If you have further queries, please contact Ivelina Yonova or Mariya Hriskova

Information for patients

The RSC works closely with the RCGP patients group. Patients are encouraged to join this group and feedback to the centre.

What is the RSC National Monitoring Network?

The National Monitoring Network is a network of GP surgeries across England that contributes medical information to an electronic database. The information collected by the network is used for the surveillance of a range of common infections and diseases that doctors regularly diagnose. The current focus is on spotting changes in infections and other diseases. It also researches vaccine benefits. It is involved in other research, including diabetes, though any research will be ethically approved by the relevant research ethics committee. The network is mainly funded by Public Health England.

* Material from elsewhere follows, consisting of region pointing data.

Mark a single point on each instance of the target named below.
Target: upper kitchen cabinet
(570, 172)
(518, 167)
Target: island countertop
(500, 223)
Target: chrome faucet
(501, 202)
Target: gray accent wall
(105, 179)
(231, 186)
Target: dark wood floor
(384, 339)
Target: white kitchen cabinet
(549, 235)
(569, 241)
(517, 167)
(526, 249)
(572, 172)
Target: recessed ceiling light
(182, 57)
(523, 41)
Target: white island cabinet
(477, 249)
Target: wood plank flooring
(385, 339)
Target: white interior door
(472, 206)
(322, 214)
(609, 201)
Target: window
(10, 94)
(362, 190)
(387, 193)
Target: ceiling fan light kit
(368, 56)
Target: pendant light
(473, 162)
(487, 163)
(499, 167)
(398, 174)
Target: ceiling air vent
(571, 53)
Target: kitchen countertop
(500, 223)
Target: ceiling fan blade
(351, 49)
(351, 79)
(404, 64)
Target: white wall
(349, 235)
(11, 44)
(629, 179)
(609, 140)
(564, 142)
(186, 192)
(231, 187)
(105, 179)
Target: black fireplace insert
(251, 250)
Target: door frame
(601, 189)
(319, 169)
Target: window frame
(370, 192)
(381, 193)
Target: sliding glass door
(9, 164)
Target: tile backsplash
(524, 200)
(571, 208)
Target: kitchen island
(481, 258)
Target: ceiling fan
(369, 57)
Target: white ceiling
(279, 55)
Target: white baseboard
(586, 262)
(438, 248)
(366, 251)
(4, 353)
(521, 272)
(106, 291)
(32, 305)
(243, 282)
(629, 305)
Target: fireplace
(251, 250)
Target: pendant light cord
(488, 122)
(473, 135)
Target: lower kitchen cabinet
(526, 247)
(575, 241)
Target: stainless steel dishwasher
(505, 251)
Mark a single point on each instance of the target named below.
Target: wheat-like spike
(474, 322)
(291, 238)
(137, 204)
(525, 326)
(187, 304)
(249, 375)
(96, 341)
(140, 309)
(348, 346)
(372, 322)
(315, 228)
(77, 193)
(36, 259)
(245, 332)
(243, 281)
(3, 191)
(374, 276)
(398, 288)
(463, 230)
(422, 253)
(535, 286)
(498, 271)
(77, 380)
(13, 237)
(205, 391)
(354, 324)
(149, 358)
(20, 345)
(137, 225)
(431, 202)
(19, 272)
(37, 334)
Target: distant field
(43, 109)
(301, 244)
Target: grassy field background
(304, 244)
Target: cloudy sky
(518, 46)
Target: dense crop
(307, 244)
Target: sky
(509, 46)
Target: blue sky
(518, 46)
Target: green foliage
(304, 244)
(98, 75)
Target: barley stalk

Why is this network important?

The network is monitoring infections and diseases in the community. Surveillance is also important for responding to specific incidents that might affect the health of the public. For example, the RSC can monitor influenza rates during the winter. If these exceed normal levels, we inform doctors and hospitals to warn them that they might expect an increase in patients using services. A high level of influenza can also trigger the release of special additional measures, such as the release of anti-flu medications.  During the pandemic of 2009, the RSC provided samples to observe the spread of the virus in the community and monitor if the anti-viral drugs prescribed were effective.

How is information from each consultation used?

After a consultation the doctor enters the information using relevant codes in the patient's computerised medical record system. This information includes the GP's diagnosis of what might be causing the patient's symptoms or illnesses. The RSC performs a search on the surgery computer system data for information about all new diagnoses that have been made. These diagnoses include information about diseases, and information about other activities in the surgery such as vaccination details, so that the RSC can study effectiveness. The data are anonymised prior to being used for research. As the identifying information (such as names, addresses and date of birth) are removed from the record, patients cannot be identified from these extracted records.

How does this affect patients?

All information is collected anonymously and should not affect patient care in any way. The information is extremely important for protecting the whole population. The RSC has taken all measures necessary to ensure that patient confidentiality is maintained. There is a mechanism by which a patient can decide not to allow their information to be used: please inform your GP and your information will not be included in the anonymised database.